学生時代から眠ることが好きだ。昼間、できれば天気のいい日にうつらうつらするのが至福の時。
大学の三階奥の倉庫にあったソファ、あれはよかったな。
ちょくちょく色んなとこでまどろんでいるもんだから、キラーにはネコ扱いされている。
そういやネコってよく寝るから”寝子”って書くんだっけか。違っただろうか。
最近では外で寝ることはなくなったものの、家にいるとついソファの上でうつらうつらすることが多い。大抵昼間、仕事に行く少し前の時間。
選択とか掃除、やることを済ませて特に用事もなければ、ソファに寝転がって目を閉じる。
眠り込んでしまうわけじゃない。眠りに落ちる少し前、くらいの状態でぼんやりと周りの音に耳を傾ける。それが心地いいのだ。
電化製品の音。遠くから聞こえる小学校のチャイム。車の音。鳥の声。
そうやって今日も目を瞑っていると、玄関のドアが開いた。
パタパタと軽い足音。今日は帰ってくるのが早いんだな。
いつもならおかえりくらい言ってやるのに、今日はうつらうつらしているのが気持ちよくて、声をかけるのを止めにした。

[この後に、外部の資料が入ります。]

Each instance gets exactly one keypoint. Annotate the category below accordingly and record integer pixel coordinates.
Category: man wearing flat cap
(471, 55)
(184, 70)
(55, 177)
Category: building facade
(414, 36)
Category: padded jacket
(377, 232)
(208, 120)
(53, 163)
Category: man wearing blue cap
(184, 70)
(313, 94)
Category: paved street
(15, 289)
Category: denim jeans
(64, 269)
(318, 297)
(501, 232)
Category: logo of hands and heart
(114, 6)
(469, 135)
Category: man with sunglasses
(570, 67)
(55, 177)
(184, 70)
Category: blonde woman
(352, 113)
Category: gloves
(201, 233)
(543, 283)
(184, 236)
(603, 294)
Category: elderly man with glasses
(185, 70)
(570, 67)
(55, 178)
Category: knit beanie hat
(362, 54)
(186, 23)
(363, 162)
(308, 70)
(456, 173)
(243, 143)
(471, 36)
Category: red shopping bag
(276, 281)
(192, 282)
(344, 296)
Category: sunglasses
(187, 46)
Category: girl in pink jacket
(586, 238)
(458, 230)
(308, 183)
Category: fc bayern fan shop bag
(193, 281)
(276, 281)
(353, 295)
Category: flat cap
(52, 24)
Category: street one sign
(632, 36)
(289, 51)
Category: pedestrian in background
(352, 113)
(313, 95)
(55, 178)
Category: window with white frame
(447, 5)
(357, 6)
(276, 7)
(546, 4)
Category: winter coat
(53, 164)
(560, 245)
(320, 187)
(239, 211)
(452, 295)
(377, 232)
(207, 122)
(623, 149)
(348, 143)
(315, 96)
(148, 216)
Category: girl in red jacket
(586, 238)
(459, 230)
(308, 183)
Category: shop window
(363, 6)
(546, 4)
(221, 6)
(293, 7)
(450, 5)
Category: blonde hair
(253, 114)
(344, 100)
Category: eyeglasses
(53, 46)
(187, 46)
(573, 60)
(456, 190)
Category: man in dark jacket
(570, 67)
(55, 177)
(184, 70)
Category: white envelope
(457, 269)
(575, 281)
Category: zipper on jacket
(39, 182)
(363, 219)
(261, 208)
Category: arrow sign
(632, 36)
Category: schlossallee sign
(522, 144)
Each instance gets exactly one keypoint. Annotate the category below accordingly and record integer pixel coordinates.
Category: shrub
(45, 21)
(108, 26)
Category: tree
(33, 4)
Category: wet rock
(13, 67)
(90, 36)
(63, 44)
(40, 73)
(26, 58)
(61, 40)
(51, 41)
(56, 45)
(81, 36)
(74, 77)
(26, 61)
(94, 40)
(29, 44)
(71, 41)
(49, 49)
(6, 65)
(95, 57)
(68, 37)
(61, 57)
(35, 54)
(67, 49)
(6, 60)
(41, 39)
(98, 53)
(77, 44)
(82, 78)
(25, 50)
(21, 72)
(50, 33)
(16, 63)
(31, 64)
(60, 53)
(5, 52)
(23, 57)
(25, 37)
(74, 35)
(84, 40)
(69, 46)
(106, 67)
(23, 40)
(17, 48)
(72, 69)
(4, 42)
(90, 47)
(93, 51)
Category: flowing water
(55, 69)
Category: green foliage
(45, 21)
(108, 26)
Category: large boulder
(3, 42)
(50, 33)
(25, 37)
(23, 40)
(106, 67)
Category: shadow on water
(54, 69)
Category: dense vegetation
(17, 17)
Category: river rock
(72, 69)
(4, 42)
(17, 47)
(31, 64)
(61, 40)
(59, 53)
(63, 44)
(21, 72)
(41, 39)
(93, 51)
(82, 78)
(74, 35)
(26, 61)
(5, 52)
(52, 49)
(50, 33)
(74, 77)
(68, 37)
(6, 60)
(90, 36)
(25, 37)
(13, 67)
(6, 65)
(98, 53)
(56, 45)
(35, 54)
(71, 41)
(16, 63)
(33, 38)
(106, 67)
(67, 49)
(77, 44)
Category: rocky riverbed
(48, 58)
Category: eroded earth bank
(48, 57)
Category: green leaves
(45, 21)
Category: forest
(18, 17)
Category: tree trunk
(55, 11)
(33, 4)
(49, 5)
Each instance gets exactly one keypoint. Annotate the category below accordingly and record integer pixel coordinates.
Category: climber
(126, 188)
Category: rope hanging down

何しろもう、思考は半分ほど停止しているから、そこから浮き上がるのは少しめんどくさい。寝たふりではないが、そのままやり過ごすことに決めた。
起きたら構うけど。
「ユースタス屋?」
トラファルガーの声が聞こえる。俺が返事をしないでいると、足音はこちらに向かってきて、傍に気配。
起きた方がいいかと頭の隅で考えていると、不意に手が髪に触れた。
ゆっくりそっと動かされるトラファルガーの手。その感触が気持ちよくて、自然に頭がトラファルガーのほうに傾いた。
細い指が、俺の髪をかき上げて。指先が頬をなでたかと思うと、今までとは違う感触が触れた。
あ。
少ししてから目を開けると、トラファルガーは傍の机に向かって勉強中だった。
さっきしたことなんてなかったように。でもあれは夢じゃない。
そんな都合のいい夢なんて、見ない。
ソファからすべり降りて、背中からトラファルガーを抱きしめた。邪魔すんなとか言ってるけど、案の定顔が少し赤い。
さっきのお返しとばかりに、俺からも薄紅色の頬に口付けておいた。